CatmaProject#
- class CatmaProject(project_name, projects_directory='./', included_acs=None, excluded_acs=None, ac_filter_keyword=None, load_from_gitlab=False, gitlab_access_token=None, backup_directory='./')#
Bases:
objectClass that represents a CATMA project including all documents, tagsets and annotation collections.
You can either load the project from a local Git clone or you can load it directly from GitLab after generating an access token in the CATMA GUI. See the examples in the docs for details.
- Parameters
project_name (str) – The CATMA project name. Defaults to None.
projects_directory (str, optional) – The directory where your CATMA projects are located. Defaults to ‘./’.
included_acs (list, optional) – All annotation collections that should get loaded. If annotation collections are neither included nor excluded all annotation collections get loaded. Defaults to None.
excluded_acs (list, optional) – Annotation collections that should not get loaded. Defaults to None.
ac_filter_keyword (str, bool) – Only annotation collections with the given keyword get loaded.
load_from_gitlab (bool, optional) – Whether the CATMA project should be loaded directly from CATMA’s GitLab backend. Defaults to False.
gitlab_access_token (str, optional) – The private CATMA GitLab access token. Defaults to None.
backup_directory (str, optional) – The directory where your project clone should be located. Defaults to ‘./’.
- Raises
FileNotFoundError – If the local or remote CATMA project was not found.
- uuid: str#
The project’s UUID.
- projects_directory: str#
The directory where the project is located.
- name: str#
The project’s name.
- tagsets: List[gitma.tagset.Tagset]#
List of gitma.Tagset objects.
- tagset_dict: Dict[str, gitma.tagset.Tagset]#
Dictionary of the project’s tagsets with the UUIDs as keys and gitma.Tagset objects as values.
- texts: List[gitma.text.Text]#
List of the gitma.Text objects.
- text_dict: Dict[str, gitma.text.Text]#
Dictionary of the project’s texts with titles as keys and gitma.Text objects as values.
- annotation_collections: List[gitma.annotation_collection.AnnotationCollection]#
List of gitma.AnnotationCollection objects.
- ac_dict: Dict[str, gitma.annotation_collection.AnnotationCollection]#
Dictionary of the project’s annotation collections with names as keys and gitma.AnnotationCollection objects as values.

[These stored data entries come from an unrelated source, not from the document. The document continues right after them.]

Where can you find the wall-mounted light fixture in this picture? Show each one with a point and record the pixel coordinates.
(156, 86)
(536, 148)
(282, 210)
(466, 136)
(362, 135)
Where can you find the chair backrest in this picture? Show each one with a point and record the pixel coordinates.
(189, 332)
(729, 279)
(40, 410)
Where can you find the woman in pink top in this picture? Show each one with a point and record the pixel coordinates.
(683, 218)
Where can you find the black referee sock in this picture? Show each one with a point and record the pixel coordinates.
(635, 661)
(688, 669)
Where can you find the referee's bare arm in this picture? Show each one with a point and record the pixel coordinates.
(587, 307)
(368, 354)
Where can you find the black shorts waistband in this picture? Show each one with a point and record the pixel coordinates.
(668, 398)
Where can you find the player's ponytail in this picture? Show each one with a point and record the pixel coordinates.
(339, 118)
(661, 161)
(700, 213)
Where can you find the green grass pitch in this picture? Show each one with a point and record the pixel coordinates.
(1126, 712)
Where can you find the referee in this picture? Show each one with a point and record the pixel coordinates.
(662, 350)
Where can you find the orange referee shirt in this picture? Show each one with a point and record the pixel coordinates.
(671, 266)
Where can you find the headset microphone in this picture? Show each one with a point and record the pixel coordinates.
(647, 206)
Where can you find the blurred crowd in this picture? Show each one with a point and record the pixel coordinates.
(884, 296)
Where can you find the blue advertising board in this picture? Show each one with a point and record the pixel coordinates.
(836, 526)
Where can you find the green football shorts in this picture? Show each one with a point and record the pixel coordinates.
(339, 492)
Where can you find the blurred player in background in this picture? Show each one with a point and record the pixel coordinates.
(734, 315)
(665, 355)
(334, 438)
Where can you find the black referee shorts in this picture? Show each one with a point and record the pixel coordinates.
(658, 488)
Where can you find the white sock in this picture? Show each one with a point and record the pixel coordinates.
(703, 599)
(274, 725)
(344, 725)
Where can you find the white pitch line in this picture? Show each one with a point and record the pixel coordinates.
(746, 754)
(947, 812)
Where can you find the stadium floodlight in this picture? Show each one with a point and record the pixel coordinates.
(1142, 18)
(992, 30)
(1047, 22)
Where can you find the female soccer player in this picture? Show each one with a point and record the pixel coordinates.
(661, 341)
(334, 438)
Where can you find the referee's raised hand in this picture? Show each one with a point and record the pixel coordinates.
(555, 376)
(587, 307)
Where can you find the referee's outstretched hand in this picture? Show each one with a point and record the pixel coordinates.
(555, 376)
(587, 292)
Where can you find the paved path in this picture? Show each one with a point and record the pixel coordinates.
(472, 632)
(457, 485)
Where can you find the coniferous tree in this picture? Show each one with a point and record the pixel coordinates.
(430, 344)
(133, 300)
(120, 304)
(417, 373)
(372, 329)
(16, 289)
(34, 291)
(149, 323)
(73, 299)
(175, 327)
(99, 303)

- to_json(annotation_collections='all', rename_dict=None, included_tags=None, directory='./')#
Saves all annotations as a single JSON file.
- Parameters
annotation_collections (Union[List[str], str], optional) – Parameter to define the exported annotation collections. Defaults to ‘all’.
rename_dict (Union[Dict[str, str], None], optional) – Dictionary to rename annotation collections. Defaults to None.
included_tags (Union[list, None]) – Tags included in the annotations list. If
Noneall tags are included. Defaults to None.directory (str) – Backup directory. Defaults to ‘./’.
- update()#
Updates local git folder and reloads CatmaProject.
Warning: This method can only be used if you have Git installed.
- annotations()#
Generator that yields all annotations as gitma.annotation.Annotation objects.
- Yields
Annotation – gitma.annotation.Annotation
- all_tags()#
Generator that yields all tags as gitma.tag.Tag objects.
- Yields
Tag – gitma.tag.Tag
- stats()#
Shows some CATMA project stats.
- Returns
DataFrame with project’s stats sorted by the annotation collection names.
- Return type
pd.DataFrame
- write_annotation_json(text_title, annotation_collection_name, tagset_name, tag_name, start_points, end_points, property_annotations, author)#
Function to write a new annotation into this project.
- Parameters
text_title (str) – The text title.
annotation_collection_name (str) – The name of the target annotation collection.
tagset_name (str) – The tagset’s name.
tag_name (str) – The tag’s name.
start_points (list) – The start points of the annotation spans.
end_points (list) – The end points of the annotation spans.
property_annotations (dict) – A dictionary with property names mapped to value lists.
author (str) – The annotation’s author.
- create_gold_annotations(ac_1_name, ac_2_name, gold_ac_name, excluded_tags=None, min_overlap=1.0, same_tag=True, copy_property_values_if_equal=True, push_to_gitlab=False)#
Searches for matching annotations in two annotation collections of this project and copies all matches into a third annotation collection. By default, property values are copied when they are exactly the same for matching annotations.
- Parameters
ac_1_name (str) – The name of the first annotation collection.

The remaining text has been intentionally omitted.